Aki:メルカリは、本当にさまざまなお客さまに使っていただいています。そんなお客さまのサービス体験を一気に上げるのは難しい。なので、菱井さんの言う「最も変えなければならないポイント」を絞り込むためにも、ある程度の時間をかけて、お客さまにどんなコンテンツを提供できるか、どんな反応があるかを試す必要があったんですよね。

菱井:ですね。そこでAkiさんと話し合い、ホーム画面の表は変えず、裏の仕組みだけを変更し、お客さまの反応を見る実験的な取り組みをスタート。どこまでならお客さまのユーザビリティを大きく変えることなく馴染んでもらえるのか。お客さまのニーズが最も高いポイントはどこなのかを探る細かなテストをくり返しました。こうしたステップをいくつか踏んだおかげで、リニューアルで注力すべきポイントがわかったんです。そして、一気にアクセルを踏むようにして開発を進めていきました。

與田:ちなみに、テストは何回くらいしたんですか?

與田祐樹(Product Division、マネージャー)

菱井:3ヶ月で4パターンほどテストしています。

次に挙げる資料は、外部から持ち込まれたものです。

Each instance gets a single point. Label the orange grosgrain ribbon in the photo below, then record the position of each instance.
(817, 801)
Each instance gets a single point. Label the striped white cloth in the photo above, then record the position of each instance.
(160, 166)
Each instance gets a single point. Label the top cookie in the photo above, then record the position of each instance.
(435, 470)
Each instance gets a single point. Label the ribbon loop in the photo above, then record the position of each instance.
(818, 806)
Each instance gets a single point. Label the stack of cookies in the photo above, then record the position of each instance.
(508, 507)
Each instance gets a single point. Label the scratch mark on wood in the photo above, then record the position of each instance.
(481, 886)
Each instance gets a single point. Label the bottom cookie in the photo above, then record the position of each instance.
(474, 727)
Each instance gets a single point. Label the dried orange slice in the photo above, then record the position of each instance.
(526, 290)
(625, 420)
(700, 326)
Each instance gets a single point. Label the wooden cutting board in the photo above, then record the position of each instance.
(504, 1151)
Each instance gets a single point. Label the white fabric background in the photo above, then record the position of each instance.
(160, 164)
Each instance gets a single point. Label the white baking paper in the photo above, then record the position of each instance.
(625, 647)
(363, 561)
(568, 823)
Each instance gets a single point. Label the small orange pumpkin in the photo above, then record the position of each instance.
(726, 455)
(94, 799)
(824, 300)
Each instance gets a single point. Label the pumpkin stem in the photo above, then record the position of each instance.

UIに関しては、10回以上変更していましたね。

ホーム画面リニューアルを支えたスクラム開発

與田:3ヶ月で4パターンを試すというのは、開発がスムーズじゃないとできないスピード感ですよね?というのも、メルカリは開発組織としてもある程度の規模になりつつあります。そして、チーム間のコミュニケーションが疎遠になり、業務もサイロ化する問題も起こり始めていました。このあたりの問題は、どうやって解決したんですか?

菱井:その課題感はありましたね。そのため、メルカリでも一部でスクラム開発をスタートさせています。ホーム画面のリニューアルでも、そのやり方を導入していました。スクラム開発のいいところは「この期間でここまでやろう」と決め、みんなでアイデアを出し合いながら動けること。定期的に状況や進捗を確認しつつ、メンバーそれぞれがいいリズムで開発に向き合えていました。

Aki:開発スピードだけでなく、メンバー間でマインドセットを合わせられたのもよかったですね。コミュニケーションを活発に行えるスタイルなので、僕と菱井さんで話し合ってきたことも、チームの共有財産にできました。

與田:エンジニアとしては、どうでしたか?

芳賀:スムーズでしたね。前回のリニューアル時に新しいホーム画面のアーキテクチャは完成していて、モジュラー化できていました。おかげで、新しい大枠のUI自体の開発と、新しいホーム画面をはめ込んでいく作業を同時に進められました。

芳賀優樹(iOSエンジニア)

與田:前回分の開発が活きたんですね。

芳賀:ですね。今回のホーム画面リニューアルでは、各コンポーネントがビューコントローラになっています。親ビューコントローラと各コンポーネントが疎に設計されているので、いろいろなコンポーネントを簡単につくれるようになりました。そのため、他チームのPMから「こんなコンポーネントがほしい」と言われても、すぐ対応できる。メンバーがより自由に動ける体制になり、技術負債の改修と同時に新しいクリエイティブを試したり、プロトタイプを試したりできるようになったと思っています。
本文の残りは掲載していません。